Ruling the Void by Mair Peter
Author:Mair, Peter. [Mair, Peter]
Language: eng
Format: epub
ISBN: 978-1-78168-234-0
Publisher: Random House Publisher Services
Published: 2013-08-06T04:00:00+00:00
FROM CIVIL SOCIETY TO THE STATE: THE LOCATION OF PARTIES
Although there is some dispute among observers about how the recent transformation of parties may best be understood, and particularly the further develoment from the catch-all party to the cartel party (Katz and Mair, 1995), there is consensus about the two broadly defined underlying processes at work here.5 First, party organizations, however defined, are now less well rooted within the wider society; and second, they are also now more strongly oriented towards government and the state. Thus, if we conceive of parties as standing somewhere between society and the state – the most obvious approach to understanding their role and location within a democratic polity – then we can suggest that they have shifted along the continuum from one to the other, moving from a position in which they were primarily defined as social actors – as in the classic mass party model – to one where they might now be reasonably defined as state actors.

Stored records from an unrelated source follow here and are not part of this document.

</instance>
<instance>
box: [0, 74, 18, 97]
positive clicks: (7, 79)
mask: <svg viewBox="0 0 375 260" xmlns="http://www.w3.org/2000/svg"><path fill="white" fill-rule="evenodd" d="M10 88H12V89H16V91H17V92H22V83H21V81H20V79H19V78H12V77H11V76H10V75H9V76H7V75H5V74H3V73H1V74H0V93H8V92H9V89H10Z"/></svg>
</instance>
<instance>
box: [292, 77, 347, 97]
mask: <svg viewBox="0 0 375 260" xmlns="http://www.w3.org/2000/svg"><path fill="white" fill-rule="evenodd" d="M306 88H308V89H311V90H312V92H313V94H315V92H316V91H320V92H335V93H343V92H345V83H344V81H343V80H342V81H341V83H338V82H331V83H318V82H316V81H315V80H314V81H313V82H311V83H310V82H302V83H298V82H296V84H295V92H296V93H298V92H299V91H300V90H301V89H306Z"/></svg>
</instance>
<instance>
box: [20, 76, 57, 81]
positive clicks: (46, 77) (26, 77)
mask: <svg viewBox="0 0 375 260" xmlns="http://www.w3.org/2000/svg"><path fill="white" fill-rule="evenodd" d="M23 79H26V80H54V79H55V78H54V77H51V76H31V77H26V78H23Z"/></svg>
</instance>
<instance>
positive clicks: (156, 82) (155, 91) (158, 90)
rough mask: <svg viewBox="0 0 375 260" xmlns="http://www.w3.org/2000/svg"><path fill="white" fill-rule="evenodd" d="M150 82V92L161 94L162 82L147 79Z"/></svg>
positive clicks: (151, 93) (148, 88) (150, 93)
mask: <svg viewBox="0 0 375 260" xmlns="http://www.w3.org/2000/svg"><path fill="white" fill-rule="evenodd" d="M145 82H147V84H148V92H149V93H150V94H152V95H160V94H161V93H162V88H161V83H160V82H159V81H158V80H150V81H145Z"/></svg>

Evidence of the erosion of the parties’ social roots is relatively easily adduced, and incorporates most of the trends already discussed. Electoral identification with political parties is now almost universally in decline, and the sense of attachment to party has been substantially eroded. Levels of party membership are now markedly lower than was the case even twenty years ago, and other evidence suggests that those members who remain within the parties tend to be less active and engaged. At the same time, the former privileges of membership have also tended to disappear, in that considerations of electoral success are now encouraging party leaders to look beyond their shrinking memberships to take their cues – and sometimes even their candidates – from the electorate at large. The voice of the ordinary voter is seen to be at least as relevant to the party organization as that of the active party member, and the views of focus groups often count more than those of conference delegates.
A tendency to dissipation and fragmentation also marks the broader organizational environment within which the classic mass parties used to nest. As workers’ parties, or as religious parties, the mass organizations in Europe rarely stood on their own, but constituted just the core element within a wider and more complex organizational network of trade unions, churches and so on. Beyond the socialist and religious parties, additional networks of farming groups, business associations and even social clubs combined with political organizations to create a generalized pattern of social and political segmentation that helped to root the parties in the society and to stabilize and distinguish their electorates. Over at least the past thirty years, however, these broader networks have been breaking up. In part, this is because of a weakening of the sister organizations themselves, with churches, trade unions and other traditional forms of association losing both members and strength of engagement. With the increasingly individualization of society, traditional collective identities and organizational affiliations count for less, including those that once formed part of party-centred networks.